1Boston University School of Medicine, Boston, MA, USA; 2Emmanuel Eye Centre, Accra, Ghana; 3The New England College of Optometry, Boston, MA, USA

Purpose: To compare moderate and advanced glaucoma patients in Ghana.
Methods: A retrospective cross-sectional study of 164 patients with primary open-angle glaucoma (POAG) were separated into moderate and advanced glaucoma groups. Definitions of moderate and advanced POAG were derived from International Geographical and Epidemiologic Ophthalmology criteria and included clinical assessment of optic disc atrophy and Humphrey automated perimetry. Data were collected at the patient's first visit prior to initiation of therapy. Eligible POAG patients included those ≥30 years old with reliable Humphrey visual field (HVF) results, no past POAG diagnosis, treatment, or evidence of a secondary cause for glaucoma. Main outcome measures included comparisons of intraocular pressure (IOP), cup-to-disk ratio (CDR), best corrected visual acuity (VA), age, Humphrey mean deviation (MD), and pattern standard deviation (PSD).

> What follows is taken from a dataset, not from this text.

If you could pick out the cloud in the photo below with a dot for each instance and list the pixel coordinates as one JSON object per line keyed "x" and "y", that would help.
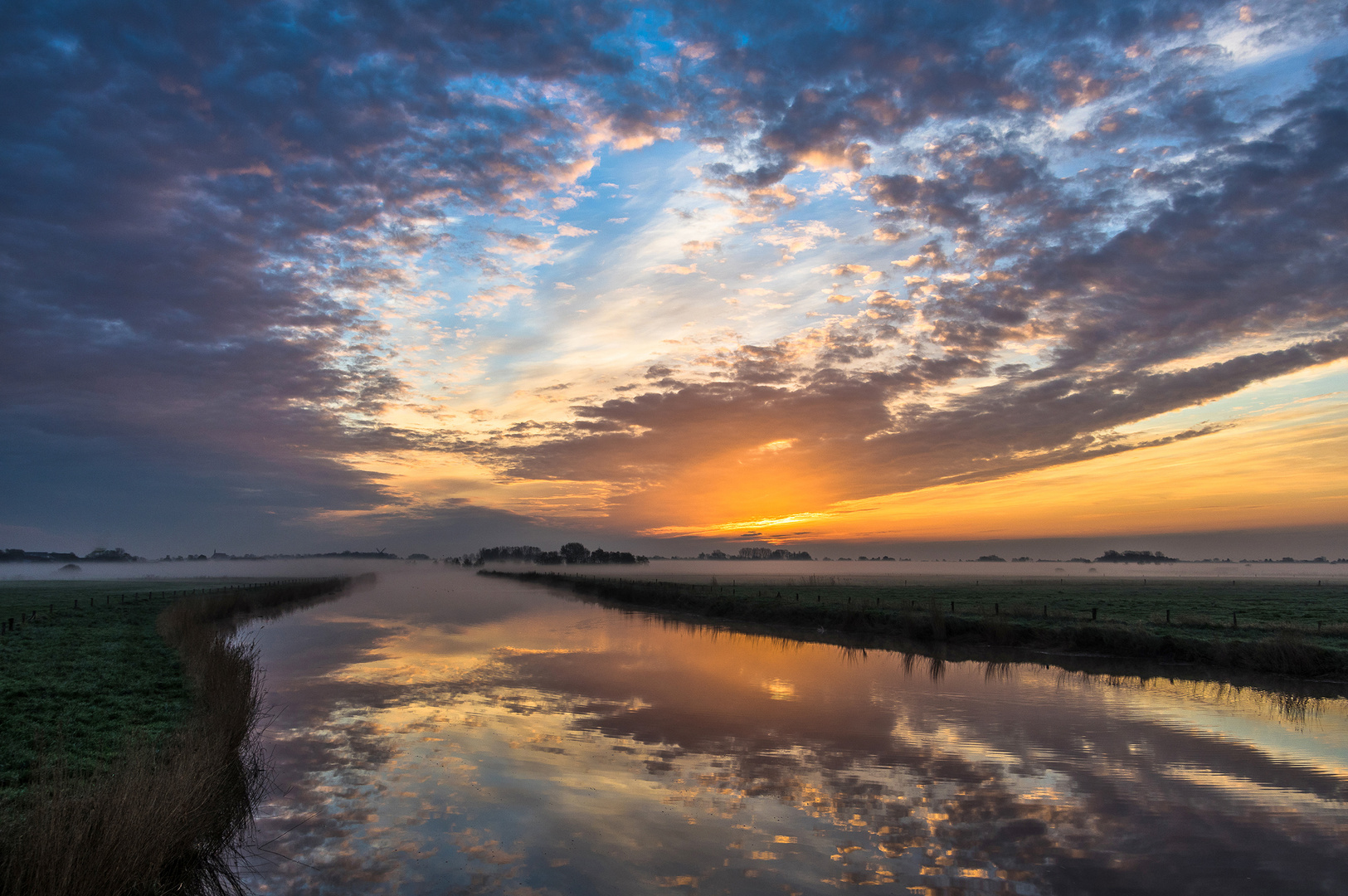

Results: Of 164 charts reviewed, 90 (54.9%) advanced and 74 (45.1%) moderate POAG patients were compared. Mean age was 59.36 versus 55.53 years, respectively. Significant differences in IOP, CDR, CDR asymmetry, and HVF results were described. IOP > 30 mmHg was associated with CDR >0.7 and MD greater than -12 dB in both eyes.
Conclusion: Significant differences were found between IOP, CDR, MD and PSD values. HVF is predictive of pretreated IOP, CDR, and severity of POAG and it is strongly encouraged as part of the standard glaucoma work up in all Ghanaian patients.